Where the God of Love Hangs Out - Amy Bloom [29]
“You know,” I said conversationally, “we try to be nice to you. We try to be nice, which isn’t easy because you are an emotional black hole and the coldest, most self-centered sonofabitch I have ever known, we try to be nice in honor of our mother’s memory. So, if you can’t be civil, why don’t you just shut the fuck up?”
My father took his slice of cheese into the living room and read until he heard me go to bed.
In the morning, I showered with my mother’s Arpège bath soap and used her antique hair dryer and got dressed and started again. I suggested that it might be wise to sell the house and move into assisted living. Near me, I even said.
“The only way I’m leaving this house is feetfirst,” he said.
I have to say, I did laugh and I did say, “That’s not a problem.” Oh, we should have smothered him the night after my mother died, we should have just snuck into their bedroom, pulled back that Venetian damask duvet cover she was so proud of, put the matching pillows over his face, and leaned in until he stopped moving.
“Look,” I said, “You can sell the house and move into assisted living or you can keep the house and hire someone to care for you—a housekeeper-type person—and you do that for as long as you can afford it, and then your backup plan is you die before you run out of money.”
“Fine,” my father said. “Hire someone. A nice pair of tits wouldn’t hurt.”
Beate Jaszulski moved into my old room. My father handed her the car keys. (What do I need the hassle for? People drive like goddamn idiots around here anyway.) And every Friday, she dropped him off at the five o’clock movie, while she did the grocery shopping. She kept the house clean, he said (You can eat off the goddamn floor) and cooked the meals he preferred (Just plain food, he said, no French song and dance). Two boiled eggs and dry rye toast every morning, a grilled cheese sandwich every day for lunch, and two broiled lamb chops and rice for dinner, or sometimes, caution to the winds, she cooked a small rib eye with a side of mashed potatoes. I know this because I spoke to Beate every Sunday and she would recite the meals cooked, the walks taken, the minor household repairs her cousin Janek performed and she billed us for. She never complained about my father and she never criticized me for not visiting. At the end of every conversation, I’d ask to speak with my father, and she’d say, “Sure. Sure, you want to talk to Dad,” sympathetically, as if she understood that I was so eager to talk to him, I just couldn’t stand another moment of chitchat.
“Alvin,” I said.
“Alison.”
“How’s it going?”
“Can’t complain.”
“Okay. Good. Everything good with Beate?” What did I think? She would rob him and he would know and report it to me, in due time? She would, at not quite five feet tall and as big around, and sixty-five if she was a day, hurt him or seduce him?

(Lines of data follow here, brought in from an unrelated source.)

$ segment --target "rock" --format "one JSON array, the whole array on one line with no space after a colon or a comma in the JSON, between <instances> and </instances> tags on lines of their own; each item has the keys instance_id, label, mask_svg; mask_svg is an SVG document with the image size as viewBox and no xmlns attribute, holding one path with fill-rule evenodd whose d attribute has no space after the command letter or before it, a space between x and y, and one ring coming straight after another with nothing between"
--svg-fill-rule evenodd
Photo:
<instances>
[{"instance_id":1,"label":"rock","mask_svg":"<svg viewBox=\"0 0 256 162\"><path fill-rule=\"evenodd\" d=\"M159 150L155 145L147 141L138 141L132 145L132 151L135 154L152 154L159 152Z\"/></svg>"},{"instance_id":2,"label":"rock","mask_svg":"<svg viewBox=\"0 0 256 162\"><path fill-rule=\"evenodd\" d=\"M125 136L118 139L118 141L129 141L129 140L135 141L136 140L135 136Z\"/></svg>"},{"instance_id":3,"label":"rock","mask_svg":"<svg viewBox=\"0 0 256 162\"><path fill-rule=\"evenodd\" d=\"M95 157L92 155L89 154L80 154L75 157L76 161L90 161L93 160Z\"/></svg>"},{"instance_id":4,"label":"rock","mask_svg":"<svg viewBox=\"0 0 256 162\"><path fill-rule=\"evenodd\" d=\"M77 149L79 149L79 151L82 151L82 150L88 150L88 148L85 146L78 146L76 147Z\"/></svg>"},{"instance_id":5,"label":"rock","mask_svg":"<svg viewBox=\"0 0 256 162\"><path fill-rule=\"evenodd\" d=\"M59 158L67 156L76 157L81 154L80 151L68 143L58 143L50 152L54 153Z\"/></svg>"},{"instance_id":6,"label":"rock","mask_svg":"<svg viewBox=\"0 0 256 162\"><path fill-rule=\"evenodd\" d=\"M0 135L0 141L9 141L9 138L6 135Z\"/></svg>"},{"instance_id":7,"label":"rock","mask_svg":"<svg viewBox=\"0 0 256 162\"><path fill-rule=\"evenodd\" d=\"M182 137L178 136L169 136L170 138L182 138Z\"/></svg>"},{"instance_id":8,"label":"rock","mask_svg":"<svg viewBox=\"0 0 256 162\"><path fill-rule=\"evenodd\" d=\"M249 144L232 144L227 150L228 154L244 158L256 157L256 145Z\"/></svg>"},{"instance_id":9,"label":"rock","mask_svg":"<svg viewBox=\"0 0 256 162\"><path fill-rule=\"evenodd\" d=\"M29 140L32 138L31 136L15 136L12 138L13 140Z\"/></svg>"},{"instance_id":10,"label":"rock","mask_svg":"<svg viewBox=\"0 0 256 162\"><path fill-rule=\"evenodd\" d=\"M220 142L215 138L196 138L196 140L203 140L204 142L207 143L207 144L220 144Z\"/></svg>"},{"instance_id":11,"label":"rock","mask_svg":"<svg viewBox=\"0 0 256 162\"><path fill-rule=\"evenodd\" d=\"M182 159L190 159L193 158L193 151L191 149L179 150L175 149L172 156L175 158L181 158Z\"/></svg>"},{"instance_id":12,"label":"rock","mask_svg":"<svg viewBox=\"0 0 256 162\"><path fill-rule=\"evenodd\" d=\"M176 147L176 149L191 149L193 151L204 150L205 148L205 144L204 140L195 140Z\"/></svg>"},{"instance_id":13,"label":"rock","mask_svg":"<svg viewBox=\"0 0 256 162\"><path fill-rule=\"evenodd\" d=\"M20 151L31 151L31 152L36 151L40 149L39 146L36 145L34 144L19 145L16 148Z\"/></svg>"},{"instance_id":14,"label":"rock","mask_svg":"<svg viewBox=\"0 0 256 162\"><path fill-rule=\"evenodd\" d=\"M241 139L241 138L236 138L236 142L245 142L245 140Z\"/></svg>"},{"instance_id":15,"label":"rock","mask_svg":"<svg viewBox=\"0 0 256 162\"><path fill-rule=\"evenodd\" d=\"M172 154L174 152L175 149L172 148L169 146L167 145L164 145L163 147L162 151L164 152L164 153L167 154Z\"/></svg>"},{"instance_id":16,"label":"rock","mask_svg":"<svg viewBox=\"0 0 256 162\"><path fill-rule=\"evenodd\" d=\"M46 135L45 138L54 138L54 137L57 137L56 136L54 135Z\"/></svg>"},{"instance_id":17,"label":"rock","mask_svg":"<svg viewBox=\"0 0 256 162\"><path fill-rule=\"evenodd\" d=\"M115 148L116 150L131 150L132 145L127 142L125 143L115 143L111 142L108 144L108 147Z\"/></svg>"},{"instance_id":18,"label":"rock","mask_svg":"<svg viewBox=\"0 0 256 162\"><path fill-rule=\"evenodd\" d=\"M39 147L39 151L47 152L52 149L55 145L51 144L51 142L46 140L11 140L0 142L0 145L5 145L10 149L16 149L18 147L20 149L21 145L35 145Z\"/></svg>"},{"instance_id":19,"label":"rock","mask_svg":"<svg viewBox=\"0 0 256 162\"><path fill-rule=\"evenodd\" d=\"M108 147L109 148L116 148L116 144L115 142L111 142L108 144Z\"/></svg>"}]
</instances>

“It’s okay.” Sometimes he would tell me that Beate listened to the radio too loud or used too much ammonia on the kitchen floor or he’d found the lamb a little tough, and I would mention these things to her very delicately and she’d say, “I take care of it.” No complaint was ever repeated. Andy referred to her as Mother Beate and he made a lot of jokes about the number of old men she had buried and their grateful children. (“That’s how she got that Porsche and that house in Cap-Ferrat,” he said. “God bless her.”)
After about a year with Beate:
“Alvin,” I said.
“Alison. Alibaloo.”
“Dad? Are you all right?”
“Never better. Bea—how am I?”
I heard Beate talking in the background and my father chuckled and he said, “There you go. I’m—how old am I, Bea?—there you go, I’m eighty-eight and holding my own. No pun intended.”
Beate got on the phone and told me that her own mother was dying in Poland and she had to fly home.
“Just for a week. I be back for Mr. Lovald. I go on a Saturday, I be back on a Sunday.”
I asked if Beate had any thoughts about who would keep my father company, make his meals, drive him on his errands, do his laundry. “Forget the laundry,” I said.